The pan-film-industry emergency committee to defend freedom of expression (which has yet to decide on an official English title) released a statement today demanding KOFIC should “immediately stop reprisals against and oppression of the Busan International Film Festival” and take back the budget cut.

Latest “reprisal”?

They stated they saw KOFIC’s recent measure as a “materialization” and “an extension of a series of political reprisals that began with pressure on festival director Lee Yong-kwan to resign”. This happened after the festival last year went against Busan mayor Seo Byeong-soo’s request that they cancel screenings of The Truth Shall Not Sink With Sewol (see related story here).

The controversial documentary is critical of the government’s handling of the April 2014 Sewol ferry disaster which resulted in 304 death - the majority of victims schoolchildren - with nine bodies still left missing.

The general review of KOFIC’s jury members for the film festival support programme stated that they went through an “intense debate” about the size of support that should be allotted to BIFF: “In the end, according to the majority opinion that the Busan film festival already occupies the status of a global film festival, in name and in reality, it should strengthen its autogenic power, we reduced [the size of support] partially.”

The emergency committee for freedom of expression found this a “lame” reason for cutting KOFIC support 45% when the fest has “grown into the representative film festival of Korea”. More so because this is BIFF’s 20th anniversary year, when budget increases are “customary” and such a measure “goes against common sense”.

The lack of transparency in the KOFIC committee’s decision-making process has also given rise to questions as the jury members remain unidentified and the specifics of how they came to their decisions unrevealed. (In previous administrations, KOFIC made it a point to announce jury members and decision-making processes for different programmes, although that has changed in recent years.)

Budget issues

Made up of national funds, city funds and sponsorship, BIFF’s total budget comes to about KW12bn ($10.96m) yearly. Last year, KOFIC gave KW1.46bn in national funds and this year cut that amount to KW800m. Busan Metropolitan City approved KW6bn this year as well as last.

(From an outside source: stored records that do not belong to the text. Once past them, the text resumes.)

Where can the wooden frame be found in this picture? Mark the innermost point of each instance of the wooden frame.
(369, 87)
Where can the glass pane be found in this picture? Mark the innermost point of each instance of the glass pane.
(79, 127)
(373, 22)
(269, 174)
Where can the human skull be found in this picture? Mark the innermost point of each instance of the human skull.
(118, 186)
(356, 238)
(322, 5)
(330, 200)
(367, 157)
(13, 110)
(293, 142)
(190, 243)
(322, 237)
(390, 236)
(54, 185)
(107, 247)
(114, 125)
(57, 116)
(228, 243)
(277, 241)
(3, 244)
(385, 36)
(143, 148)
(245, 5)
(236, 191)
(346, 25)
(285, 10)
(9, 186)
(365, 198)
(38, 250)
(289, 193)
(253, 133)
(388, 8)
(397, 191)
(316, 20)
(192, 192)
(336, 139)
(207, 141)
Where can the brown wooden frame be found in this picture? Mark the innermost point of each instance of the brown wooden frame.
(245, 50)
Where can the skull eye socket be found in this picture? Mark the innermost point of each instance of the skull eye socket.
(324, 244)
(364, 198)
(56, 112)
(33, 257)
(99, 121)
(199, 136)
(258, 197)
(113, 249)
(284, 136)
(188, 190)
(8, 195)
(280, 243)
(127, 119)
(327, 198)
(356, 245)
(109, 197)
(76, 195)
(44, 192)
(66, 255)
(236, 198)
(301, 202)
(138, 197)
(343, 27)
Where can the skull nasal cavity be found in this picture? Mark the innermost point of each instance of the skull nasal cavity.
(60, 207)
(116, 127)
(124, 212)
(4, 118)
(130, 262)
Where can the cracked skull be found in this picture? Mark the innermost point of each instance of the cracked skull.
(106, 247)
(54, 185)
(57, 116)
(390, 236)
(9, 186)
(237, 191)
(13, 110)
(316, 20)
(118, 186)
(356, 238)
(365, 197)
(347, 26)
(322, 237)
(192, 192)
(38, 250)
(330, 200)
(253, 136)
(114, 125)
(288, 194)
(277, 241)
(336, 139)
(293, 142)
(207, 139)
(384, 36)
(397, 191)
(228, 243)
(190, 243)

“Basically, we’ve been brought to a stand. In a way, KW660m could seem small compared to the total budget. But this is the festival’s 20th anniversary and we value every coin, so it’s actually a big part of budget. We need to overhaul and shrink our budget across the board,” said BIFF Publicity manager Jungyun Kim.

The festival will be pressing ahead to find sponsorship to make up for funding losses, but Kim says they are concerned about the negative press the controversy has been generating.

Festival director Lee has also cancelled his annual Cannes trip at the last hour.